Robotlar, beyinden esinlenen karar verme modelleri icin beyin-beden-cevre iliskisini tamamlayacak bir alet olarak kullanılabilirler. Bu bağlamda, bazal çekirdekler-korteks-talamusa ait istemli eylem secimi modelleri kutle model ve vuru üreten nöron modelleri seviyesinde mobil ve insansi robotlar (Bioloid ve Darwin-Op) uzerinde gerceklenmislerdir [F2.21, F2.26,Emeç Erçelik Yüksek Lisans tezi, bitirme ödevi, F1.9, B11, B7]. Donanim ustundeki bu modeller, sensörleriyle cevresel bilgiyi goruntu olarak alir. Bu girdi matematiksel modele iletilir ve istemli harekete dair bir karar verilir. Daha sonra verilen karar robotun uzuvlarina ait motorlara gonderilir ve hareket gerceklestirilir. Bu sekilde, hesaplamali modellerimizin deneysel veri ile uyumunu ve girdileri nasil kodlayacagimizi calismis ve test etmis oluyoruz.

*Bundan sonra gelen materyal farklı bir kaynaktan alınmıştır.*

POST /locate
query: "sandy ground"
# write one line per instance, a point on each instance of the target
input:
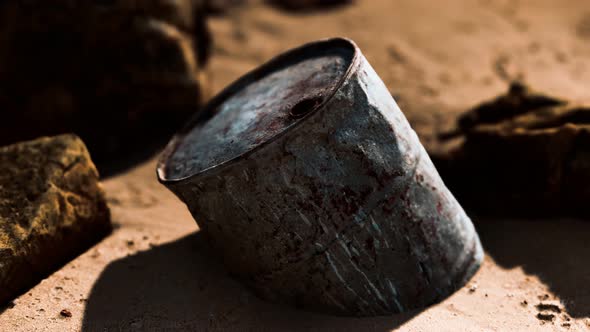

İnsan beyninde nöronlar fiziksel olarak bulunur ve birbirleri ile eş zamanlı olarak çalışabilmektedir. Nöronların birbirleriyle kurduğu ilişkilerinin sonucunda yürütülen bilişsel süreçlerin modelleri tümleşik devre üzerinde gerçeklenebilmektedir. Bu tür devrelere genel olarak nöromorfik devreler denilmektedir. Bir devre üzerinde gerçekleştirdiğimiz bütün denklemler de aynı anda çalışabilmektedir. Nöromorfik devre tasarımı transistör seviyesinde özel yapıların tasarlanmasını gerektirir. Yine de çok fazla sayıda hücreden oluşan bir yapıyı gerçek zamanda bir donanım üstünde gerçeklemek FPGA kullanarak mümkün olabilir.Fakat yüksek hesaplama gücü gerektiren nöron modelleri çok büyük alan ya da paralel çalışan birden fazla FPGA gerektirir. Bunun için önerilen modelin hesaplama yükünün en aza indirgenmesi önemlidir. Labımızda korteks, bazal çekirdekler, talamus devresine ilişkin İzhikevich ateşleyen sinir hücresi modellerini ve yığın modelleri FPGA üzerinde gerçekledik [E1, E2, F2.13].